I still don’t like the idea of “reclaiming” Buffalo Bill or treating him as any kind of hero, even to the extent he reflects any kind of transgender reality. But I do think we should own the very real trans person he was based on, Ed Gein.

Ed Gein confessed in 1957 to killing two women and making (or attempting to make) suits and masks out of their skin, as well as skin taken from corpses buried near his mother in the local cemetery. He was found not guilty by reason of insanity and died in an asylum in 1984. His story is not only the basis for Buffalo Bill, but for Norman Bates in Psycho and Leatherface in The Texas Chainsaw Massacre. We get three fictional serial killers for the price of one real killer.

It needs to be said that Gein committed horrific crimes and is not a suitable hero or role model for anyone, anywhere, ever. But that doesn’t mean that he wasn’t transgender. He was, everyone knows he was, and we look like fools for pretending he wasn’t.

AntBreach’s question speaks to a fundamental misunderstanding of how stigma works, one that is unfortunately all too common. When confronted with a negative association, one response is to simply reject the association. “Trans murderer? Well, no, that person wasn’t really trans!” This is bullshit. It doesn’t work when cyclists, or Jews, or members of any other group try to whitewash themselves and pretend that they don’t have any murderers, or rapists, or bad people. Everyone knows deep down that it is well-nigh impossible to have a group that big with no murderers, and on some level they see through the bullshit. It’s the same thing with transgender murderers, rapists and plain old mean people.

The case of Ed Gein (and the caricatures based on him) is particularly challenging because he wasn’t just a trans person who killed.

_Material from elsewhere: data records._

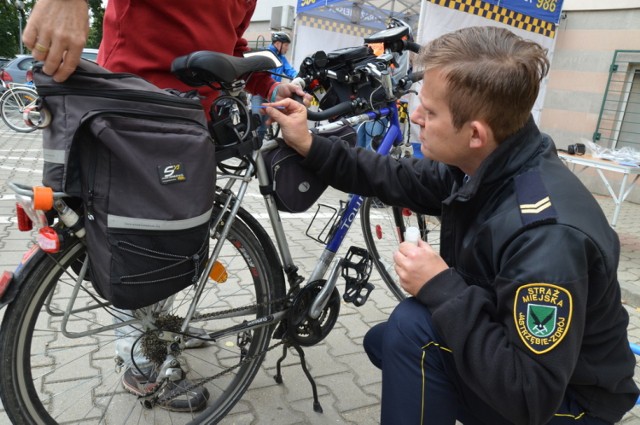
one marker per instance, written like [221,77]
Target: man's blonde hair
[492,74]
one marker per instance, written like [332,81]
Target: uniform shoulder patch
[542,314]
[533,199]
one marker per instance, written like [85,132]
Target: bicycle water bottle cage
[232,127]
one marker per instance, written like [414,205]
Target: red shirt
[143,37]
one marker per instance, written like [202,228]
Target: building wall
[577,81]
[585,45]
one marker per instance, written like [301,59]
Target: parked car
[17,70]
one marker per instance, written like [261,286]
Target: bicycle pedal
[356,292]
[356,270]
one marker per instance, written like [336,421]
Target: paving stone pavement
[348,385]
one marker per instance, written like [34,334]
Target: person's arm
[518,337]
[415,184]
[56,33]
[288,70]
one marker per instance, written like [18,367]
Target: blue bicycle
[58,336]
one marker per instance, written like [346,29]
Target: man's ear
[481,135]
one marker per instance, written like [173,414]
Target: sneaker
[175,396]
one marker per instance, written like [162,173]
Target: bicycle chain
[246,360]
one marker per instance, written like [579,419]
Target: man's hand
[56,33]
[416,265]
[292,118]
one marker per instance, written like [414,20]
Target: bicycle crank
[301,327]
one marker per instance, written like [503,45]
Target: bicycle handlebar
[339,109]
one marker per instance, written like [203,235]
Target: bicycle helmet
[397,23]
[280,36]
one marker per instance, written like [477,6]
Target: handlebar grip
[339,109]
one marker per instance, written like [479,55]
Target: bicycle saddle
[205,67]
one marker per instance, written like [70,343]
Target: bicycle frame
[393,136]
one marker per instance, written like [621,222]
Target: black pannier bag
[294,187]
[142,161]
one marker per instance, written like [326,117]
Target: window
[619,121]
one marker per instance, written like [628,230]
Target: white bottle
[412,234]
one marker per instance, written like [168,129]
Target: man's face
[439,139]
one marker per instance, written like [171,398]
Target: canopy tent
[334,24]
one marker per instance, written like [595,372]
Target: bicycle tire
[380,229]
[49,378]
[12,104]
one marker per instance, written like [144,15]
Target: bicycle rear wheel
[381,228]
[12,105]
[55,375]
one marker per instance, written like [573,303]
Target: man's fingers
[29,37]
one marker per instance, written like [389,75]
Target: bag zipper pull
[90,206]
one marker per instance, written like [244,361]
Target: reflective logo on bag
[171,173]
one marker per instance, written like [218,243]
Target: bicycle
[18,108]
[58,335]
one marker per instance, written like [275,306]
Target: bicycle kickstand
[303,363]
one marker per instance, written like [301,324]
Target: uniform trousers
[406,347]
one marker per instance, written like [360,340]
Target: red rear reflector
[24,222]
[5,280]
[48,240]
[378,231]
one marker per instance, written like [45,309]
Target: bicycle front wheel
[382,226]
[54,372]
[12,105]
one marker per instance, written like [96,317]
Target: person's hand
[289,90]
[56,33]
[292,118]
[416,265]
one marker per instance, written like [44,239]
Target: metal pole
[20,7]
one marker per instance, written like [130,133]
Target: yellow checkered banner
[523,17]
[538,16]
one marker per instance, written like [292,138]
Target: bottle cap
[412,234]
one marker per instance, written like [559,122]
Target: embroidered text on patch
[542,314]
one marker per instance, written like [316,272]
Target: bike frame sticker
[542,314]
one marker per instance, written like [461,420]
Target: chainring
[307,331]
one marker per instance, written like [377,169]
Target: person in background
[519,319]
[280,43]
[143,38]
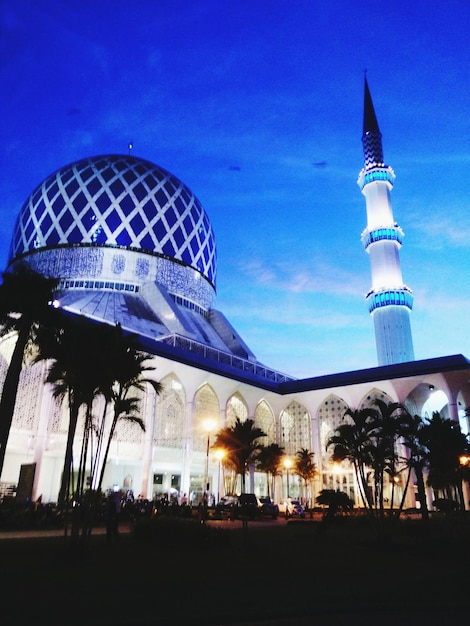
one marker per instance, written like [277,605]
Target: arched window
[206,407]
[236,407]
[264,419]
[170,414]
[295,432]
[330,415]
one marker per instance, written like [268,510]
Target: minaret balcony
[384,233]
[377,173]
[389,297]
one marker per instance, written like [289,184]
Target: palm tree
[446,443]
[269,460]
[126,368]
[305,467]
[240,443]
[418,456]
[351,442]
[371,443]
[75,373]
[25,304]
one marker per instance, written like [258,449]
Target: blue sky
[257,107]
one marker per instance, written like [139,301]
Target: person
[112,516]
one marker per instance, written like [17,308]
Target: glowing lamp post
[287,465]
[209,425]
[219,455]
[464,461]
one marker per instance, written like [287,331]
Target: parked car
[268,508]
[291,507]
[225,506]
[238,506]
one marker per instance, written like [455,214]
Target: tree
[446,444]
[126,368]
[305,467]
[269,460]
[336,501]
[75,373]
[25,305]
[241,446]
[371,442]
[418,456]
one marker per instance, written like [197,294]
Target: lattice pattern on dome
[206,406]
[295,432]
[117,200]
[330,415]
[236,407]
[170,414]
[264,419]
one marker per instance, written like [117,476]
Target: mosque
[130,243]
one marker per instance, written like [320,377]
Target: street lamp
[287,465]
[219,455]
[208,426]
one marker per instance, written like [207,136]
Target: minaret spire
[371,135]
[389,300]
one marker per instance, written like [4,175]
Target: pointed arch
[170,413]
[236,407]
[295,431]
[264,419]
[374,394]
[330,415]
[206,406]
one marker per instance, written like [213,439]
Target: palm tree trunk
[64,493]
[9,392]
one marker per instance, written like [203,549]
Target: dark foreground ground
[263,575]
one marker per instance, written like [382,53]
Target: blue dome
[117,201]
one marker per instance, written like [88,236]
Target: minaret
[389,300]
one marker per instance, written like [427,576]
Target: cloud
[318,276]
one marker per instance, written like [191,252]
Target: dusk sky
[257,106]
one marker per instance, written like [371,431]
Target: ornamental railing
[224,358]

His crimes were colored by his transgender feelings. They are transgender grave robberies and transgender murders. But there are a lot of killers whose crimes are colored by their gender experiences and their sexualities. Jeffrey Dahmer and John Wayne Gacy committed gay murders. Gary Ridgway’s and Ted Bundy’s backgrounds as straight men colored their crimes. Female serial killers tend to kill husbands, children or elderly people in their care.

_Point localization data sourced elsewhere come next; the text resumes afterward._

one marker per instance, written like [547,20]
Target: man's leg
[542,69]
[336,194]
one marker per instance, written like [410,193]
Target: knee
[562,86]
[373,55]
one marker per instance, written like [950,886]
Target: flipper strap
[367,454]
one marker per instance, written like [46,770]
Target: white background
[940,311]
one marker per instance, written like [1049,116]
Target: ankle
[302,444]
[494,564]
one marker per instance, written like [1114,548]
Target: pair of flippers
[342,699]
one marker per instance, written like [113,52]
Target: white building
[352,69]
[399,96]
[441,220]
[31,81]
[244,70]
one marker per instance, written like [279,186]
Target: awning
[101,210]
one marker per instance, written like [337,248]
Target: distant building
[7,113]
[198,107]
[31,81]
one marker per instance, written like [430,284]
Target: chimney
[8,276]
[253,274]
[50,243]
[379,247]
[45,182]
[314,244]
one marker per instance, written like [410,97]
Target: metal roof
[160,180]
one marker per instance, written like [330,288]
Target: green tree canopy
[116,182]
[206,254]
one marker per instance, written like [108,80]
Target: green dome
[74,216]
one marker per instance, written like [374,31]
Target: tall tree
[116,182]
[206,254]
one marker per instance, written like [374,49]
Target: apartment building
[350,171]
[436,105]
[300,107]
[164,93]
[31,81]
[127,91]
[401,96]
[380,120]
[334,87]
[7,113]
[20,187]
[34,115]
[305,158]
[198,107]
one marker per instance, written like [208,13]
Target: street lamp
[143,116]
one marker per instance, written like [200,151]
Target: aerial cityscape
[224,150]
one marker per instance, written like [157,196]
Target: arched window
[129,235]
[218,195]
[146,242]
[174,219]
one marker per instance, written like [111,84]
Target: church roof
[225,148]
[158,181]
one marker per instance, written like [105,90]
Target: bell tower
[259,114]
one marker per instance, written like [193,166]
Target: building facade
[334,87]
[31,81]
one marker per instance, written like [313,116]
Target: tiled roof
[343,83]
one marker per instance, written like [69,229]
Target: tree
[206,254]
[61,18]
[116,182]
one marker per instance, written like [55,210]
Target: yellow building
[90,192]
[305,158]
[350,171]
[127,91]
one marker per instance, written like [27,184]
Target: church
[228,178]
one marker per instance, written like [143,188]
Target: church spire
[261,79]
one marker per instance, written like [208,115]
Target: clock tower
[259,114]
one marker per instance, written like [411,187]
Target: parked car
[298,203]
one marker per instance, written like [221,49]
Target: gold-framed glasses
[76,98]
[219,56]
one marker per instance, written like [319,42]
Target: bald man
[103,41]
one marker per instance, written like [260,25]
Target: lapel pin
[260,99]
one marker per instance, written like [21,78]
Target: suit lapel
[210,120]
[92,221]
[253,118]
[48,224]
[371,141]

Gein’s transgender actions do not mean that the rest of us trans people are likely to commit those kinds of crimes. Gein was also diagnosed with schizophrenia and psychopathy, and those of us who don’t have either of those are a lot safer to be around. There is no evidence that murderers are any more common among the trans population than they are among the general population, and I haven’t heard of anyone else who has done what he did with corpses.

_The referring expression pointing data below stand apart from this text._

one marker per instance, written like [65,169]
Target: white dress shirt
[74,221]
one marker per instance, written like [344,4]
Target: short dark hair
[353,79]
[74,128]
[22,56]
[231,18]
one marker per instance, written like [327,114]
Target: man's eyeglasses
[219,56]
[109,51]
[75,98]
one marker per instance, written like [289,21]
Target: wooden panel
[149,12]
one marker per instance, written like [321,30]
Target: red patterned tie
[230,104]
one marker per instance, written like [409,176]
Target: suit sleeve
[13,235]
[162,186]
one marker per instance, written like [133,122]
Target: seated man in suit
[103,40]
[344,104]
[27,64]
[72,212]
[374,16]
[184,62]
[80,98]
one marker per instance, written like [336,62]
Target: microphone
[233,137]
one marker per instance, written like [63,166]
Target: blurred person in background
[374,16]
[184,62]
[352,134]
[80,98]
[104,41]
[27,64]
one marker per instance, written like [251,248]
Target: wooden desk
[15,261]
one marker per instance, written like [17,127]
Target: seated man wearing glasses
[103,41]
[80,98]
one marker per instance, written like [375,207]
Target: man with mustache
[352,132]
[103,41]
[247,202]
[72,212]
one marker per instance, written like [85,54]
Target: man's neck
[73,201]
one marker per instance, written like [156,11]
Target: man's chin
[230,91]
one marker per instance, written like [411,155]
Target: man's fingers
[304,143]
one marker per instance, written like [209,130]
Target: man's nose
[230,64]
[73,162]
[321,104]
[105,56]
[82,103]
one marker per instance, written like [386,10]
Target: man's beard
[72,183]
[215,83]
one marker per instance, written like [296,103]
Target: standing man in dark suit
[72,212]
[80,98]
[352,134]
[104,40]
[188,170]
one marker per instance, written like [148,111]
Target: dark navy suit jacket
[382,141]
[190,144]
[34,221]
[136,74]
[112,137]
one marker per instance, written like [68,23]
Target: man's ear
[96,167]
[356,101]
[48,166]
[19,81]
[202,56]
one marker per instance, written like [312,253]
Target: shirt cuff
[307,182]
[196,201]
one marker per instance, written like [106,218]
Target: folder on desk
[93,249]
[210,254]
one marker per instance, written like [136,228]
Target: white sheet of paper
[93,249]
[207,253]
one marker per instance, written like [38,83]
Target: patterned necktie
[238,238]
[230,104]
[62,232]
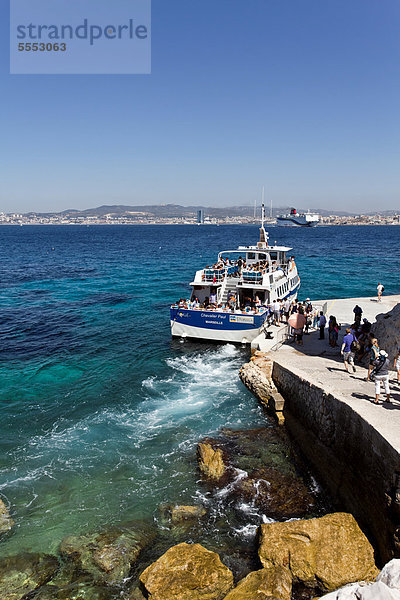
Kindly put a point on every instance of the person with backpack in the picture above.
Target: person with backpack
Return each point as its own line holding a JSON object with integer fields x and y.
{"x": 381, "y": 375}
{"x": 397, "y": 364}
{"x": 357, "y": 310}
{"x": 348, "y": 351}
{"x": 373, "y": 355}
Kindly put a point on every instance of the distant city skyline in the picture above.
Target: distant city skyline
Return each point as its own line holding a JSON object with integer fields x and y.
{"x": 301, "y": 97}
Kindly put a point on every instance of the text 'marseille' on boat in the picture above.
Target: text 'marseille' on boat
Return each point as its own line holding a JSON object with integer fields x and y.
{"x": 293, "y": 218}
{"x": 229, "y": 300}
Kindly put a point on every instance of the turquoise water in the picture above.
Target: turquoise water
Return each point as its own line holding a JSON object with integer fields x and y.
{"x": 101, "y": 410}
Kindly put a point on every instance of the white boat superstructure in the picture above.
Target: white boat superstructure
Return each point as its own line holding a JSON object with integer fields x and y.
{"x": 231, "y": 299}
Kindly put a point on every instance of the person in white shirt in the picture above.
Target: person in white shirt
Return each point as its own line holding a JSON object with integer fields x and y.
{"x": 286, "y": 308}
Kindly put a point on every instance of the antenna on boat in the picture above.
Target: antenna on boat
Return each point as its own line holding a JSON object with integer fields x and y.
{"x": 263, "y": 243}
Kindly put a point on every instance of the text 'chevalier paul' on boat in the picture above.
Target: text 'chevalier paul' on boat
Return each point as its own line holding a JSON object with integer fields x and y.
{"x": 229, "y": 300}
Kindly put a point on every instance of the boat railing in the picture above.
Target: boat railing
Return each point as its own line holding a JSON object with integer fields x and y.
{"x": 252, "y": 277}
{"x": 214, "y": 275}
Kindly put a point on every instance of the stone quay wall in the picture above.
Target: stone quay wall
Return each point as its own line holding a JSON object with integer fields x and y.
{"x": 356, "y": 463}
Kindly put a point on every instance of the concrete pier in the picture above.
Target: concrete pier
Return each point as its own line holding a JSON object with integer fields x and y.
{"x": 353, "y": 444}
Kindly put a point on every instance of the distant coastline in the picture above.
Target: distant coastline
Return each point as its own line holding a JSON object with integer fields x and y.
{"x": 327, "y": 222}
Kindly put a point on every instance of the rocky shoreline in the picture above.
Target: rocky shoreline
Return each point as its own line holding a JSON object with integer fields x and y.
{"x": 163, "y": 560}
{"x": 299, "y": 548}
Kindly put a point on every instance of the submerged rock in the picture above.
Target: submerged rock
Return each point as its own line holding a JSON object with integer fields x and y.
{"x": 76, "y": 591}
{"x": 24, "y": 573}
{"x": 6, "y": 522}
{"x": 182, "y": 514}
{"x": 210, "y": 460}
{"x": 187, "y": 572}
{"x": 262, "y": 584}
{"x": 386, "y": 587}
{"x": 327, "y": 552}
{"x": 108, "y": 555}
{"x": 260, "y": 473}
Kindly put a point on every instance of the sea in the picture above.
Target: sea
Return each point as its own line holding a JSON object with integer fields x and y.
{"x": 101, "y": 410}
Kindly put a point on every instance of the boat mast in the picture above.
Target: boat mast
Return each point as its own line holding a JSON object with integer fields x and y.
{"x": 263, "y": 243}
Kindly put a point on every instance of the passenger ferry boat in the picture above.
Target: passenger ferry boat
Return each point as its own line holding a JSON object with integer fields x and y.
{"x": 294, "y": 218}
{"x": 230, "y": 300}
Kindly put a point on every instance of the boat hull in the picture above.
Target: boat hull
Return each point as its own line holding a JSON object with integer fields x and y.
{"x": 287, "y": 222}
{"x": 216, "y": 326}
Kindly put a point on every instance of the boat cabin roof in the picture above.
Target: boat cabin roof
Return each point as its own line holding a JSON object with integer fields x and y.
{"x": 242, "y": 249}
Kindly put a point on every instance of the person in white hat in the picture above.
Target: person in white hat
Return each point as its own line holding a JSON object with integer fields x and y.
{"x": 381, "y": 375}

The way to deal with stigma is not to deny negative associations, but to acknowledge them and move on, and drown them out with positive and neutral associations. Why yes there are transgender murderers and rapists, but there are also brilliant transgender comedians, artists, composers, authors, film directors, computer programmers, scientists, teachers, athletes – and on and on. And there are trans people who are not particularly monstrous or particularly brilliant, but are just people like Joe down the block who goes out once a month in a wig and heels, and Liz at the coffee shop who likes to wear neckties all the time. There are trans people with enough love in them to drown out all the hate that people like Gein bring.

So yes, Ed Gein was trans. So are lots of people who aren’t murderers. Let’s see some more movies about them. Maybe some day we can even have a horror movie where the killer’s crimes aren’t colored by any transgender feelings – but our pretty, spunky heroine is a transvestite.